The holiday season wouldn’t be complete without a poinsettia or two to brighten your home. Our poinsettias come in a range of colors from the palest of pink, to the deepest red. With a little tender, loving care, your poinsettias can remain healthy throughout the season.
How to care for poinsettia:
Choose a plant with green foliage all the way down the stems. The freshest “flowers” will have small, green buttons (cyathia) in the center of the colored bracts. These will open into little yellow flowers. The large, colored “petal” is actually a bract. The ideal room is about 60 to 72 degrees. Below 50 degrees, the leaves will drop and the red bracts will take on a bluish tint. Poinsettias prefer to stay inside. They love a room that’s bright enough to read the fine print. Check plants daily for watering and water only if it feels dry to the touch (about once or twice a week).
Keep plants away from drafts, radiators, and hot air registers. Take your plant out of its pot cover to water or slash the bottom so it can drain. Overly wet plants will drop leaves. Are they poisonous? No, they are not; they have been tested repeatedly and are cleared of this charge. They produce a white milky sap from their stems and leaves when broken which can cause skin irritation for some people. They are only mildly toxic to cats and dogs.
Poinsettia are native to southern Mexico and was introduced by Dr.
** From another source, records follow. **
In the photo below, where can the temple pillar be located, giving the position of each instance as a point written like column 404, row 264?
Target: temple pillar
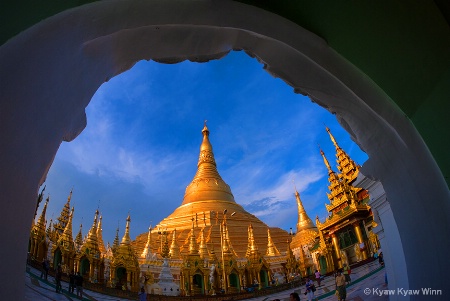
column 337, row 250
column 205, row 284
column 258, row 274
column 359, row 236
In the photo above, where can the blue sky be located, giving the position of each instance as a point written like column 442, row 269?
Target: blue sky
column 140, row 148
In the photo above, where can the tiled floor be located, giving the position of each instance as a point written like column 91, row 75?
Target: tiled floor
column 38, row 289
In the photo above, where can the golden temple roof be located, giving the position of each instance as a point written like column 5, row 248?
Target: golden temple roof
column 208, row 196
column 207, row 183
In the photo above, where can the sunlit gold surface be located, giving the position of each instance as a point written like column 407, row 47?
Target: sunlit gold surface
column 205, row 199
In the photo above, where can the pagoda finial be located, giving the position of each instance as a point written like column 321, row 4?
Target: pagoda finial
column 348, row 168
column 271, row 248
column 65, row 239
column 304, row 222
column 174, row 249
column 148, row 245
column 126, row 237
column 101, row 244
column 203, row 249
column 116, row 239
column 327, row 164
column 79, row 239
column 192, row 241
column 40, row 225
column 252, row 248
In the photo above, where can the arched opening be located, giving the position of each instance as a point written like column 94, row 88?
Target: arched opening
column 234, row 281
column 264, row 278
column 121, row 278
column 199, row 287
column 57, row 258
column 398, row 156
column 85, row 266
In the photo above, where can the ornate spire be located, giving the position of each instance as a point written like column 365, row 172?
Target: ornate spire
column 79, row 239
column 304, row 222
column 91, row 239
column 174, row 248
column 207, row 183
column 40, row 225
column 192, row 241
column 203, row 249
column 126, row 237
column 63, row 217
column 116, row 240
column 227, row 246
column 348, row 168
column 252, row 248
column 271, row 248
column 148, row 245
column 49, row 230
column 65, row 239
column 101, row 244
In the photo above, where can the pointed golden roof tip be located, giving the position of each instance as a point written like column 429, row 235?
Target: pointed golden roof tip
column 205, row 129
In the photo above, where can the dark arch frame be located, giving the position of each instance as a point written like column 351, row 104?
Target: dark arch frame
column 71, row 69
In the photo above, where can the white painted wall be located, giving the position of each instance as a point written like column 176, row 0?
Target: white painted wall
column 50, row 72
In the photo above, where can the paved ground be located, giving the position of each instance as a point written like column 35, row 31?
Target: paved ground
column 364, row 277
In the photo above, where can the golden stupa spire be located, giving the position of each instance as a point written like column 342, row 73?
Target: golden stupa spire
column 65, row 240
column 148, row 245
column 203, row 249
column 79, row 238
column 327, row 164
column 271, row 248
column 40, row 225
column 207, row 183
column 101, row 244
column 348, row 168
column 252, row 248
column 49, row 229
column 174, row 248
column 126, row 237
column 92, row 234
column 289, row 253
column 116, row 239
column 192, row 241
column 63, row 217
column 303, row 222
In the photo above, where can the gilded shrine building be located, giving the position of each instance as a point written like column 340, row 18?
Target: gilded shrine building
column 345, row 236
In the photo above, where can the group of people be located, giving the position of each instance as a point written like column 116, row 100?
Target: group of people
column 75, row 280
column 342, row 277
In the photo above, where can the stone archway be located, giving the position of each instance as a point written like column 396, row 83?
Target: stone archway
column 76, row 51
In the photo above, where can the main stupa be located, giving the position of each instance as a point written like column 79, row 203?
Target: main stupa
column 206, row 199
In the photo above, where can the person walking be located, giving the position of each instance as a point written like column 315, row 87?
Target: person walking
column 294, row 297
column 58, row 275
column 318, row 277
column 346, row 273
column 71, row 282
column 45, row 268
column 340, row 286
column 142, row 295
column 79, row 284
column 310, row 289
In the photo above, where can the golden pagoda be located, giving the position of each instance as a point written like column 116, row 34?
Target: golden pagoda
column 88, row 259
column 124, row 264
column 345, row 236
column 38, row 243
column 209, row 196
column 304, row 238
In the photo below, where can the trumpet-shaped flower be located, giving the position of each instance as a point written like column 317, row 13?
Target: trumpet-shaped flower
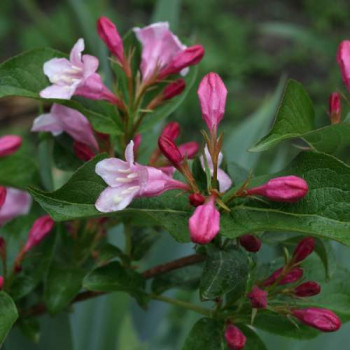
column 224, row 180
column 128, row 180
column 64, row 119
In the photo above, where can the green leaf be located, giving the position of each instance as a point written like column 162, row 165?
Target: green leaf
column 113, row 277
column 18, row 171
column 223, row 271
column 324, row 212
column 61, row 286
column 186, row 278
column 8, row 316
column 294, row 117
column 206, row 334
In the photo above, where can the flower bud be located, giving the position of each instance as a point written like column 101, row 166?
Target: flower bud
column 9, row 144
column 343, row 59
column 321, row 319
column 189, row 149
column 107, row 31
column 204, row 224
column 250, row 243
column 188, row 57
column 170, row 150
column 307, row 289
column 41, row 227
column 83, row 151
column 291, row 277
column 2, row 195
column 258, row 298
column 212, row 95
column 335, row 108
column 174, row 89
column 303, row 249
column 196, row 199
column 282, row 189
column 235, row 338
column 171, row 131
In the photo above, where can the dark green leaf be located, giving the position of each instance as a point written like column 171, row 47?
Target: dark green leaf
column 223, row 271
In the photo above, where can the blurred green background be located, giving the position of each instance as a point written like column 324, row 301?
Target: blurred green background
column 254, row 45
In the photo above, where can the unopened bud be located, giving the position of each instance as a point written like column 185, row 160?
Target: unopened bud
column 322, row 319
column 9, row 144
column 303, row 249
column 235, row 338
column 83, row 151
column 250, row 243
column 174, row 89
column 307, row 289
column 41, row 227
column 170, row 150
column 107, row 31
column 258, row 298
column 282, row 189
column 335, row 108
column 196, row 199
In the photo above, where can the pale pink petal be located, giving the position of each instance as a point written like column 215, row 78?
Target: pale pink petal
column 17, row 203
column 115, row 198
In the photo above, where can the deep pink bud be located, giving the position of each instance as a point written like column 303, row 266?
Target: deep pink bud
column 307, row 289
column 188, row 57
column 170, row 150
column 204, row 224
column 174, row 89
column 41, row 227
column 107, row 31
column 235, row 338
column 189, row 149
column 291, row 277
column 335, row 108
column 282, row 189
column 83, row 151
column 303, row 249
column 212, row 95
column 196, row 199
column 2, row 195
column 258, row 298
column 321, row 319
column 9, row 144
column 250, row 243
column 171, row 131
column 343, row 59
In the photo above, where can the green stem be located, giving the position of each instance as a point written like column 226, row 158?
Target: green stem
column 183, row 304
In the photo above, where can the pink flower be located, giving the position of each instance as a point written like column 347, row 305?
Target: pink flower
column 321, row 319
column 303, row 249
column 343, row 59
column 16, row 203
column 76, row 76
column 108, row 32
column 235, row 338
column 258, row 298
column 335, row 108
column 127, row 180
column 212, row 95
column 40, row 228
column 204, row 224
column 224, row 180
column 9, row 144
column 282, row 189
column 64, row 119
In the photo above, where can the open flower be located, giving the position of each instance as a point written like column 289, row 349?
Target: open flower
column 224, row 180
column 16, row 203
column 127, row 180
column 76, row 76
column 64, row 119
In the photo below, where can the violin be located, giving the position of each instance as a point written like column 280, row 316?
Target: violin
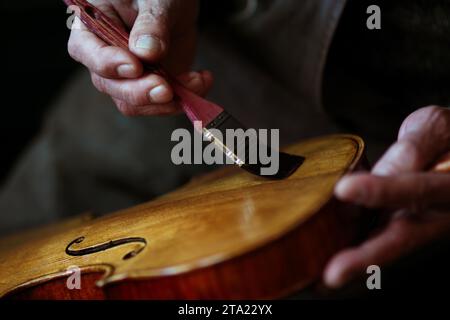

Joel Roberts Poinsett, an amateur botanist and the first US Minister to Mexico, who discovered them at the side of the road in Taxco, Mexico. Aztecs used the colored bracts to dye fabric reddish-purple for ceremonial clothing. They considered the red color a symbol of purity. Poinsettias adorned the altars of religious ceremonies. The sap was used for medicinal purposes such as reducing fever. Today in Mexico and Guatemala, they are known as Flor de Noche Buena (the Flower of the Holy Night) referring to Christmas Eve.